As John H. Thomas, the General Minister and President of the United Church of Christ, has said in his defense of Reverend Wright (link to the full text of Thomas' defense of Wright: http://www.ucc.org/news/responding-to-wright.html), to the extent that Christians desire to follow the Bible, faithfulness, not respectability, should be the order of the day. Thomas concludes with the following remarks:
Is Pastor Wright to be ridiculed and condemned for refusing to play the court prophet, blessing land and sovereign while pledging allegiance to our preoccupation with wealth and our fascination with weapons? In the United Church of Christ we honor diversity. For nearly four centuries we have respected dissent and have struggled to maintain the freedom of the pulpit. . . For what this nation needs is not so much polite piety as the rough and radical word of the prophet calling us to repentance. And, as we struggle with that ancient calling, I pray we will be shrewd enough to name the hypocrisy of those who decry the mixing of religion and politics in order to serve their own political ends.

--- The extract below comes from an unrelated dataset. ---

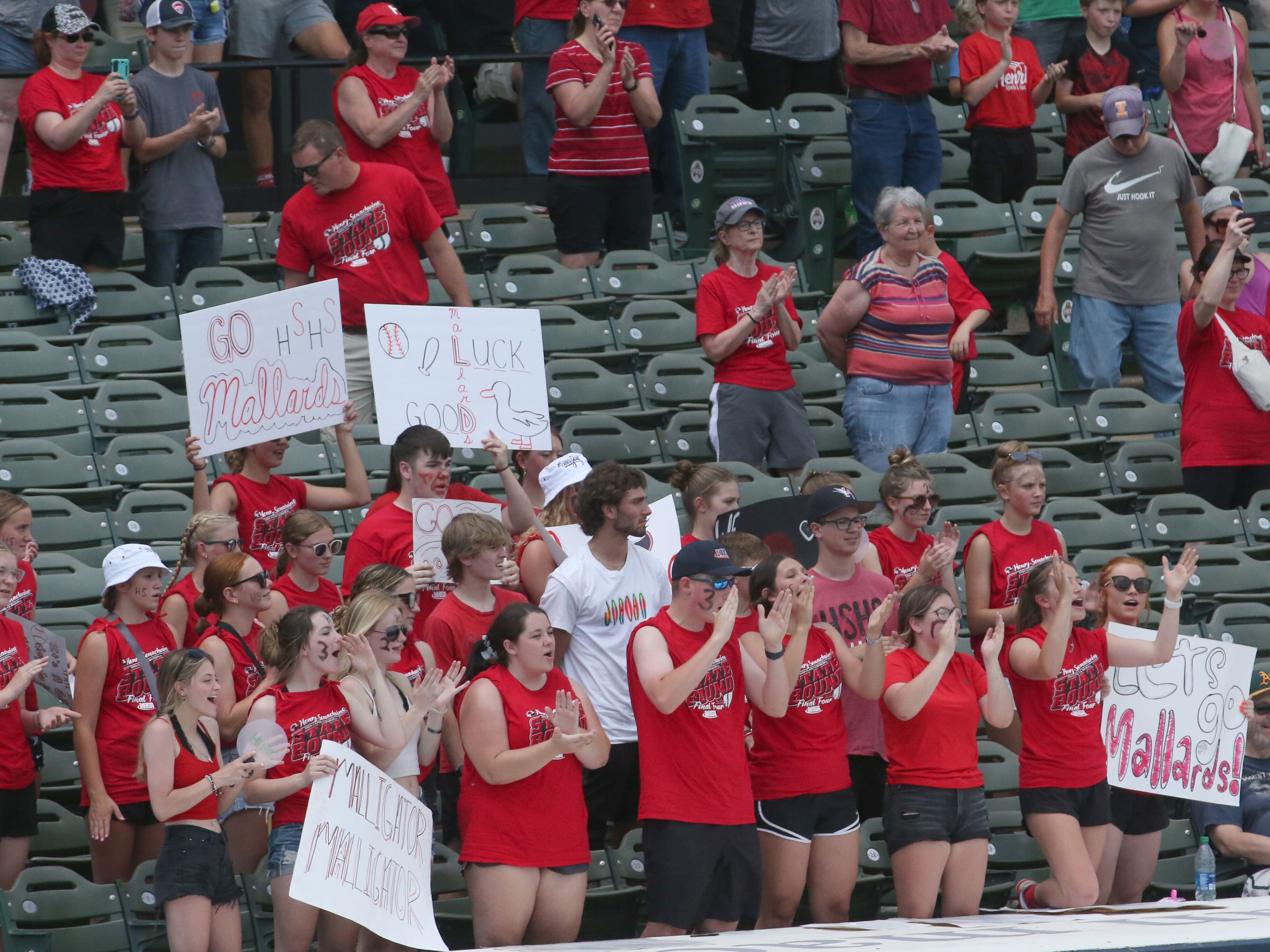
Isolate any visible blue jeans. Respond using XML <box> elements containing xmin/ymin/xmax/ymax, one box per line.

Obama's refusal to disassociate himself from his former pastor is a courageous political calculation (and no, courage and calculation are not necessarily mutually exclusive). By the success of his political organization, he has long since proven himself a capable manager. By his honest treatment of the subject of race in America, many believe he has shown himself to be an inspirational leader. And by his involvement in a church that dares to call the nation to task in accordance with the our own high-minded ideals and professed religious convictions, he may very well stem the tide of the trivialization of religion that has so easily allowed the religious values of peace and mercy to serve the misbegotten ends of a perpetual war.
For a nation made up by a vast majority of religious believers, I only wish (and pray) that we could begin to appreciate the positive role independent religious voices like those such as Jeremiah Wright play within, and on behalf of, our democracy. Anything less would not only be undemocratic, but downright unchristian.